In Baltimore, Johns Hopkins built a new, $1 billion hospital last year. The state of Maryland contributed $100 million. Meanwhile, Mayo is pumping millions of dollars to expand the emergency room and parts of its flagship Saint Marys Hospital in Rochester.
Another Mayo competitor, the MD Anderson Cancer Center in Houston, has added several new buildings to its main campus and is building a cancer care center.
Mayo is also building a state-of-the art proton cancer therapy center in downtown Rochester and another one in Arizona.
Mayo's plan is unique among all of these project because none of the requested public investment would go toward a Mayo facility, according to Martin Arrick, managing editor at Standard & Poor's.
"It seems like a broader economic question. It almost doesn't seem like a health care question to me," he said.
From a public investment standpoint, Mayo's request from the state might be more palatable because it's paying for infrastructure that will benefit the public, Arrick said. He adds these improvements can help shape how Mayo helps Rochester grow.
"If you have a broader vision of what the neighborhood should look like or the kinds of amenities that you want -- and they're not exactly health care, I think you'd rather have somebody else fund that and save your capital dollars for health care," said Arrick.
That's what the Mayo Clinic is trying to do. While Mayo looks to expand its physical footprint in Rochester, it's also expanding its brand by strengthening the clinic's affiliate care network.
The national network lets independent medical facilities in Minnesota and elsewhere tap into Mayo for second opinions and advice, while allowing Mayo to expand its reach into those health care markets. The clinic added 14 members to the network last year and expects to add 10 more this year.
The network expansion strategy sets Mayo apart from its rivals that are growing with huge investments in brick-and-mortar projects, according to Mayo CEO Dr. John Noseworthy.

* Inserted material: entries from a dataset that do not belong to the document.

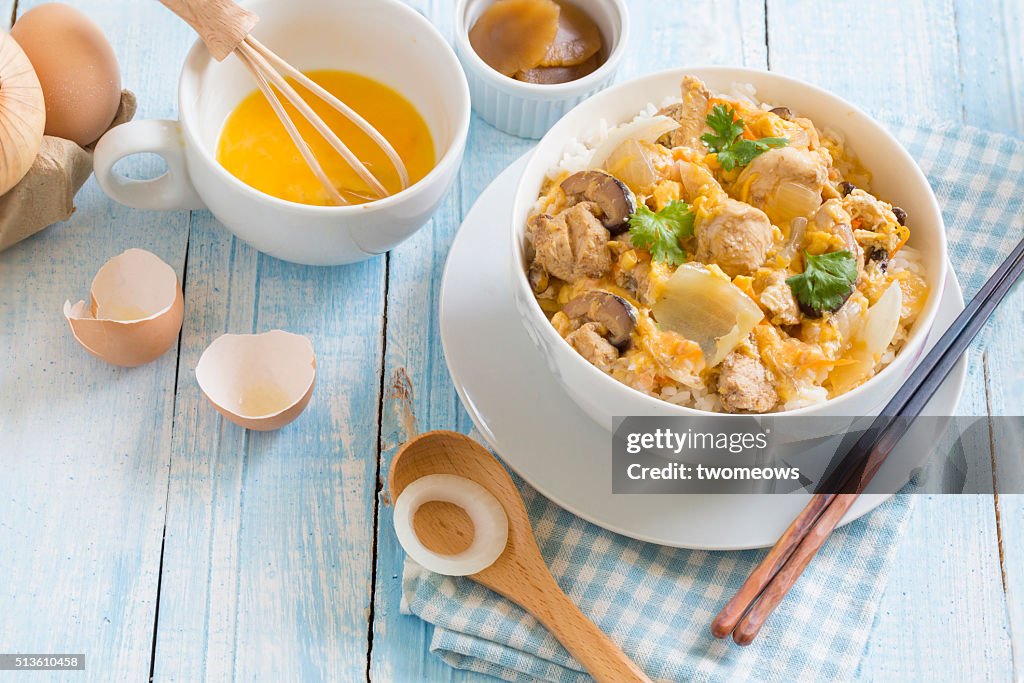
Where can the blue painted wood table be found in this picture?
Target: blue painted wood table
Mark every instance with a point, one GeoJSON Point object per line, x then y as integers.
{"type": "Point", "coordinates": [138, 527]}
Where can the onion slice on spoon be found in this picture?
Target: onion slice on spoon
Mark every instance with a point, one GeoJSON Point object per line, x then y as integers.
{"type": "Point", "coordinates": [491, 525]}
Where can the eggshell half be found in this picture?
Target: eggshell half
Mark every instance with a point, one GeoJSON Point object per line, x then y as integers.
{"type": "Point", "coordinates": [259, 382]}
{"type": "Point", "coordinates": [135, 310]}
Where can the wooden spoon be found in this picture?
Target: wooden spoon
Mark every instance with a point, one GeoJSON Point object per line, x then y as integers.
{"type": "Point", "coordinates": [519, 573]}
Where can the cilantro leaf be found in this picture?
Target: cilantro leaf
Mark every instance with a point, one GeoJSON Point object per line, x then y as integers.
{"type": "Point", "coordinates": [727, 142]}
{"type": "Point", "coordinates": [660, 232]}
{"type": "Point", "coordinates": [723, 121]}
{"type": "Point", "coordinates": [825, 284]}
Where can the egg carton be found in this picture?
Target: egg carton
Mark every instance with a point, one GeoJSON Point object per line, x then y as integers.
{"type": "Point", "coordinates": [46, 195]}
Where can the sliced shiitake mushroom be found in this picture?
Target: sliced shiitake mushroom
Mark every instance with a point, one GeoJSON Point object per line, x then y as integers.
{"type": "Point", "coordinates": [614, 312]}
{"type": "Point", "coordinates": [611, 196]}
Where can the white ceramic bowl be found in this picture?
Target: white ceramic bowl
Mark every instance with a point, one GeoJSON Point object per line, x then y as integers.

"We feel that we are in a much better position to ... use our knowledge to scale, to reach more people in their communities," Noseworthy said. "It's, we believe, a much more humanitarian outreach of Mayo Clinic's knowledge, as we've demonstrated. And yet, build our brand strength and ultimately our referral network when patients truly have to come to us."
If the Minnesota Legislature approves Mayo's request for $500 million, Mayo promises to spend $3 billion of its own money for capital expansion projects over the next 20 years.